Book Review: "My Search for Warren Harding" by Robert Plunket
4/5 - entitled a-hole gets what's coming to him...

I'm always happy when a Penguin Modern Classics' book comes out on Kindle for cheap and this book was no exception. My Search for Warren Harding was described as a book that would make me laugh out loud and even though it didn't do that (since I don't actually laugh very often at anything, nothing about the book), I still enjoyed it quite a lot. At the moment, the world is getting over the AI Studio Ghibli art crisis and has completely ignored the Myanmar earthquake. It's a tough world filled with entitled idiots but here we are, to get reading about one more and his name is Elliott Weiner.

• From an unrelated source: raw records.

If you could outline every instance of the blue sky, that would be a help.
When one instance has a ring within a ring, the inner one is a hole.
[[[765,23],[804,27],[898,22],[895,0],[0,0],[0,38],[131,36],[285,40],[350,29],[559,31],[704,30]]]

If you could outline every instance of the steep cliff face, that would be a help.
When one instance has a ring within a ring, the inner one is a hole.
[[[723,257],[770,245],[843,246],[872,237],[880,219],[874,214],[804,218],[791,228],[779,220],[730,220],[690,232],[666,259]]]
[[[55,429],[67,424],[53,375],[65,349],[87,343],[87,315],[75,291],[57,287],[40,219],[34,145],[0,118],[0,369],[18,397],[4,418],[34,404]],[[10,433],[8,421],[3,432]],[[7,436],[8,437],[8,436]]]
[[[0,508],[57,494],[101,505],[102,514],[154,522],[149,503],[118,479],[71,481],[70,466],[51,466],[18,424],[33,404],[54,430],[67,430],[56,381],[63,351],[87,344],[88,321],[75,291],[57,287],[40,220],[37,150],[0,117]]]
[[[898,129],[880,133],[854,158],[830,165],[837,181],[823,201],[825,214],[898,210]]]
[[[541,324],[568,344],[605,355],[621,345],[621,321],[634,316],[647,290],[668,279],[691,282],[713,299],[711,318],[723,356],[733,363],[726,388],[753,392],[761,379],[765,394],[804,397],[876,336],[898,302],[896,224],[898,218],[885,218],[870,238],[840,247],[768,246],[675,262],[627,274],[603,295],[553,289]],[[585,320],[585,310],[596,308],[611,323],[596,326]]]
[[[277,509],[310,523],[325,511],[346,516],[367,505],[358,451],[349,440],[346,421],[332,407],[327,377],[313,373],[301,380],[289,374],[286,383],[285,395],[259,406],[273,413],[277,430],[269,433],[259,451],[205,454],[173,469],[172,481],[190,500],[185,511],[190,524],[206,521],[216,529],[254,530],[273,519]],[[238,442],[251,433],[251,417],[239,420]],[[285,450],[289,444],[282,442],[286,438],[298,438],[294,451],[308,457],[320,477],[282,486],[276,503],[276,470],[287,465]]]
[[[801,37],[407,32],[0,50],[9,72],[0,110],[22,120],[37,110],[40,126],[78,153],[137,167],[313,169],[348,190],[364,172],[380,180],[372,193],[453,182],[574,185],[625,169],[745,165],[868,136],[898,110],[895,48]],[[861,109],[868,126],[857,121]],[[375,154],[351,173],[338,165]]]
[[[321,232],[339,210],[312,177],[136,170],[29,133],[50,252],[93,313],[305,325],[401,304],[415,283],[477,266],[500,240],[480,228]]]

Our protagonist, a morally dubious historian, becomes obsessed with uncovering intimate letters written by President Warren G. Harding to his former mistress, Rebecca Kinney. Believing these letters will catapult him to academic fame, Elliott devises a plan to obtain them. Honestly, he feels like a character straight out of a Saul Bellow novel. He's not very well-mannered and he has this personality of a man who cannot take rejection. I get it, I do. But I also found this character to be slightly insufferable at times. It's as though the author had drawn out the systems to what makes this character 'different' in many ways. It was good, it just wasn't really funny after a while - just annoying.
To be closer to Rebecca Kinney, now an elderly recluse, Elliott relocates from the East Coast to Los Angeles. He rents the pool house on her dilapidated Hollywood estate, aiming to ingratiate himself into her household and gain access to the coveted letters. This I have to admit, was a bit creepy. I mean, I get it he's obsessed but honestly I felt shivers in me and a little bit sick when I read about him only doing all of this to stalk a woman he's never met who also has absolutely no knowledge of his existence. As a woman, that is possibly the most terrifying thing to imagine because even though through the book, we know the aims of the main character - what would happen if we didn't? I understood it, but it really didn't come across very well.

Elliott begins dating Jonica, Rebecca's overweight and emotionally vulnerable granddaughter. Viewing her solely as a means to an end, he exploits her insecurities to deepen his infiltration into the Kinney family. Again, even though this is supposed to be funny, it isn't. But I can appreciate that Elliott really had this planned out. This is where Elliott's true colours of being an entitled idiot come out and I really do feel like it is appropriate for our own times of using and abusing people and things for self-service rather than working to help make the world a better place for everyone. Elliott is really everyone on Twitter who thinks AI art is cool. I can imagine him thinking it is a cool new feature rather than ripping off actual artists' work.
Elliott's attempts to access Rebecca's private papers result in a series of farcical events, including misunderstandings, accidental trespasses, and embarrassing social blunders, highlighting his ineptitude and lack of self-awareness. Isn't 'lack of self-awareness' really the phrase we need to describe him? Of course it is. If there was one thing funny about this book it was that I could witness this guy metaphorically fall over himself time and time again, eventually never actually getting anywhere. My mental state hasn't been great and seeing Elliott make a right fool out of himself really made me feel a bit better. I know that's a mean thing to say but he literally stalked an old woman and pretended to love her granddaughter just to get closer to the family. He deserves whatever is coming to him.
There's so much more that happens in this novel and if you're looking for the perfect extended metaphor for the Studio Ghibli AI art debacle, then you've come to the right place. An entitled idiot really getting what's coming to him is one for the books, but his self-serving and really horrid personality shine through as why the reader feels so happy when he ultimately falls flat on his face.